ROANOKE TIMES Copyright (c) 1997, Roanoke Times DATE: Sunday, April 6, 1997 TAG: 9704070017 SECTION: EDITORIAL PAGE: 3 EDITION: METRO SOURCE: LEO SANDON
``WHEN THE half-gods go, the minimal gods arrive.'' - H. Richard Niebuhr.
What does it take for marginal religious groups to startle a nation? The People's Temple Christian Church in Jonestown, Guyana, got our attention in 1978 when 913 of its members died in ritual suicide. It happened again in 1993 near Waco, Texas, when federal agents, against the advice of those of us who have studied such groups, insisted on interpreting the Branch Davidian commune as a hostage situation, attacking the compound and provoking the conflagration in which more than 75 people died.
The Order of the Solar Temple induced the ``reincarnation'' of 56 of its members through suicides in Switzerland and Canada in October 1994, followed by the deaths of 16 more outside of Grenoble, France, at the winter solstice in 1995. Earlier this month, another five members died in a mysterious fire near Quebec City.
Now, 39 members of the Heaven's Gate religious commune have ``shed their containers,'' thus mesmerizing the news media and energizing a spate of background investigations. The suicide dominated almost the entire hour on ABC's ``This Week,'' and the covers of both Time and Newsweek highlighted the story. As the facts and details fall into place, public intellectuals will be offering commentary.
One thing to be avoided is blaming human behavior on technology. The fact that the Heaven's Gate folk were involved in creating Web sites and used the Internet to promote their beliefs does not mean that this is an event produced by cyberspace evil.
Alternative religions often have been on the cutting edge of technology. Indeed, in the case of such groups as the Shakers and the Oneida community, they were pioneers in technological development. Technology is neutral, and technological expertise is not necessarily accompanied by spiritual discernment and wisdom. Policies formulated to police the Internet are neither necessary nor workable.
Another response we should refrain from indulging is one curtailing the activities of religious ``cults.'' If a group is so alienated from established institutions that it violates either civil or criminal codes, we should, of course, prosecute. But if we believe in religious liberty, we will refrain from censoring them on the basis of their peculiar ideology or bizarre behavior.
Liberty is an instrumental good. It does not guarantee excellence in taste or conduct. Or religious truth. Religious heresy can hardly be a serious vice for a culture in which religious orthodoxy is not an esteemed virtue.
If we err by responding too powerfully to peripheral religious groups, there is danger that we will push alienated people toward becoming paranoid people. We have not only enough space for the bizarre, but we might even learn from their madness.

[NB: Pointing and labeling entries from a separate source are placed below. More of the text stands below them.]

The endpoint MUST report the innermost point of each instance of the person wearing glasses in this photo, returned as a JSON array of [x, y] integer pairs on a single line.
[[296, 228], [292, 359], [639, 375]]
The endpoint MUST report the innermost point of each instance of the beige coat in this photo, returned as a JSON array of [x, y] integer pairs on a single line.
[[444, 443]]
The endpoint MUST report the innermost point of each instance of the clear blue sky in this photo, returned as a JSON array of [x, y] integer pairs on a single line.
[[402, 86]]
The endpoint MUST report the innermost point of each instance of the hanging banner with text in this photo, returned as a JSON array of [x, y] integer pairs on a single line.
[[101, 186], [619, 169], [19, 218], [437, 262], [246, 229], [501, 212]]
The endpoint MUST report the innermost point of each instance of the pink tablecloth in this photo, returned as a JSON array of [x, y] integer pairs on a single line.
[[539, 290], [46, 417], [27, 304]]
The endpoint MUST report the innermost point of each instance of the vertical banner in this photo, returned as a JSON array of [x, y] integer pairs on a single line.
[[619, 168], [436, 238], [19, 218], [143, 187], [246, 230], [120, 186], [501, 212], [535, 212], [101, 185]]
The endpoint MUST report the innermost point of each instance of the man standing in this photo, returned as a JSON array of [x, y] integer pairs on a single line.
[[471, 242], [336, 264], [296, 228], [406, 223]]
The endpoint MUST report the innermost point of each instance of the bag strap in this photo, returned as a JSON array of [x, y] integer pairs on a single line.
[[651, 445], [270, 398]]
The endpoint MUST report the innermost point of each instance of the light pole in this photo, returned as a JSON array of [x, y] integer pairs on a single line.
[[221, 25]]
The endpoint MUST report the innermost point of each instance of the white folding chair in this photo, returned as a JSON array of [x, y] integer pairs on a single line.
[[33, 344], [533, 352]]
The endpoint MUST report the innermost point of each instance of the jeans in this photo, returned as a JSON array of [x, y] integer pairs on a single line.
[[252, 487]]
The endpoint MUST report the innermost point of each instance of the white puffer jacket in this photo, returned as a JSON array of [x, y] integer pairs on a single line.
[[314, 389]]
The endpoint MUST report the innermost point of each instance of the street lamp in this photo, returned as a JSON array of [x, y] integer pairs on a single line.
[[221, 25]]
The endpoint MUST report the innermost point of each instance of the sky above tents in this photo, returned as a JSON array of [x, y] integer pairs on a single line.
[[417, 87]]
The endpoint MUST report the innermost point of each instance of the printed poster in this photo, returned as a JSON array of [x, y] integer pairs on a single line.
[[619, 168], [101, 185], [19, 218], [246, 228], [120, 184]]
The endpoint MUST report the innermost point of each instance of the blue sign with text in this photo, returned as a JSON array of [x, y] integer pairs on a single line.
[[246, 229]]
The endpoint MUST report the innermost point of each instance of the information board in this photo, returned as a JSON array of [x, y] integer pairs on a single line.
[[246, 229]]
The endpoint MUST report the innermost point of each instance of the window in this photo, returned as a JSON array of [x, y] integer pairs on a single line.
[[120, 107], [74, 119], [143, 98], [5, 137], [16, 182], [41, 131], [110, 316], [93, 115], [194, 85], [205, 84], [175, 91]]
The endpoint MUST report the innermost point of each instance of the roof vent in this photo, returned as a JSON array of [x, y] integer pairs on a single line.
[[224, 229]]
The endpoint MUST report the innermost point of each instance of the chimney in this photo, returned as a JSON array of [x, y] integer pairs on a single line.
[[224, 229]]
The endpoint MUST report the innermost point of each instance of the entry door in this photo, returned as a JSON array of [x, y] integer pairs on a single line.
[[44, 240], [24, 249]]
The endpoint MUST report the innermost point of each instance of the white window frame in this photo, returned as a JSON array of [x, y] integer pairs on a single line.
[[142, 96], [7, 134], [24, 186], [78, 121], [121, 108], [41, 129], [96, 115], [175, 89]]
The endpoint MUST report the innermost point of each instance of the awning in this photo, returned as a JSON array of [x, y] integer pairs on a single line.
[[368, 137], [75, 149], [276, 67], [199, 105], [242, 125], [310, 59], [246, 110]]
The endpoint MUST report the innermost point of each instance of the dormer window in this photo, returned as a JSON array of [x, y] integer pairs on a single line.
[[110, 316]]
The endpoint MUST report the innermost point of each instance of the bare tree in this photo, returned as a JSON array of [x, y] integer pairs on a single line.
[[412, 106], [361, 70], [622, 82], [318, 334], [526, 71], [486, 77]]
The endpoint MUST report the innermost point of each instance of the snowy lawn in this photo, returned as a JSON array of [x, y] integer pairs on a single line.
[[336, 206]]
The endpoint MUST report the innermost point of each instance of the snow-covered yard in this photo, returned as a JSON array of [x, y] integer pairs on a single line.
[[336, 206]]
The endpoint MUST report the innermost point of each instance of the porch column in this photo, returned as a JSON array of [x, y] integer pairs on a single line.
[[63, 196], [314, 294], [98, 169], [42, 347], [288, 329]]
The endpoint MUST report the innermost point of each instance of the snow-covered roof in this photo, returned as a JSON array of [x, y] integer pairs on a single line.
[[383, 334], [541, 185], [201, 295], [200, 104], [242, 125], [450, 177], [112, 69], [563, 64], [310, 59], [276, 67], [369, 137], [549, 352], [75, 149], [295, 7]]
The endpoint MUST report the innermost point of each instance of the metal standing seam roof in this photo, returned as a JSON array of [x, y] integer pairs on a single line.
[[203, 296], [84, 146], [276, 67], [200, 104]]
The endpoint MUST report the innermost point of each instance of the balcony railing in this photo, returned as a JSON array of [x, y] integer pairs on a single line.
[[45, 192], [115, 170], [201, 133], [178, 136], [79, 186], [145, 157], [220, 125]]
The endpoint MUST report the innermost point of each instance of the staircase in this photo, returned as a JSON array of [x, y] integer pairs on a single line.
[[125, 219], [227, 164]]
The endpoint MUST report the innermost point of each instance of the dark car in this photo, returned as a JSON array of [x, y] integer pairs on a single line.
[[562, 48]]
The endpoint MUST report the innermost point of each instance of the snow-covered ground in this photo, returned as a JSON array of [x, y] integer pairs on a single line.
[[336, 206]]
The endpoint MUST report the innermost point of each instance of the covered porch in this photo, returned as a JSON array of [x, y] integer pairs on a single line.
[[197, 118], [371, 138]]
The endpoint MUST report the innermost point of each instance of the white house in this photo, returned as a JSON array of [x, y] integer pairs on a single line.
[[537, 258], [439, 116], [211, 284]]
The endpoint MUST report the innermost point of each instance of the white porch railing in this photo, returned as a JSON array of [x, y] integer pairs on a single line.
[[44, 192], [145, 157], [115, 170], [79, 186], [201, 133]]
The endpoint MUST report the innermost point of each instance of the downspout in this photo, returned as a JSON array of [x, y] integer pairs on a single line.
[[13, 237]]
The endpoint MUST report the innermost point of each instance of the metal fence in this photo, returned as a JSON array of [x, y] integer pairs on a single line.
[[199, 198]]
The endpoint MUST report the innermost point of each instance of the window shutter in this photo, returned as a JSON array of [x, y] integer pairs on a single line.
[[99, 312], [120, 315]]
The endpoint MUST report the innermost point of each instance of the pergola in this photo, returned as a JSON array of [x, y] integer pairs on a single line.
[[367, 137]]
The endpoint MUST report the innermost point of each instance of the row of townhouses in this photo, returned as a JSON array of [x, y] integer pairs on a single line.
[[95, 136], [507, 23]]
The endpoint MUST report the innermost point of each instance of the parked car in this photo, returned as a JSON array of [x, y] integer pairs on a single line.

One lesson we might learn is the way in which the religious landscape has changed in the last three decades. The authority of faith communities and their institutions has experienced much the same erosion as other established institutions. The plurality of religious beliefs is more radical than many of us have noticed. It may be that the Web does contribute to the rapid proliferation of religious beliefs.
The word for our condition, perhaps related to the concept of surfing, is drift. We should not underestimate the degree of religious drift in postmodern society. This is what Niebuhr meant by ``minimal gods'' in the wake of religious confusion and fragmentation.
Another insight we might gain from this most recent tragedy is the degree to which so many people in our society experience what the sociologists call anomie, a sense of worldlessness. Our nation's celebration of individualism often neglects the need for community. There are a lot of lonely people in the United States. Most people are joined to totalistic religious groups because they find a home in them. All of us should be about the task of the care and feeding of a sense of community.
As a character in one of Christopher Fry's plays put it, we should ``make wherever we are as much like home as possible.''
We should, finally, do all we can to affirm the essential goodness of physical reality. Religion should emphasize wholeness in body and in the biosphere. To denigrate the body as a mere container and to look for the good life in outer space or in heaven denies the essential goodness of the five senses, of bodily based human self-consciousness as the seat of our spirituality, and of the good Earth, our island home. How pathetic to view a hunk of dirty ice as the harbinger of that which will rescue us from the web of life.
LEO SANDON,-professor of religion and director of the program in American Studies at Florida State University, wrote this for the Tallahassee (Fla.) Democrat.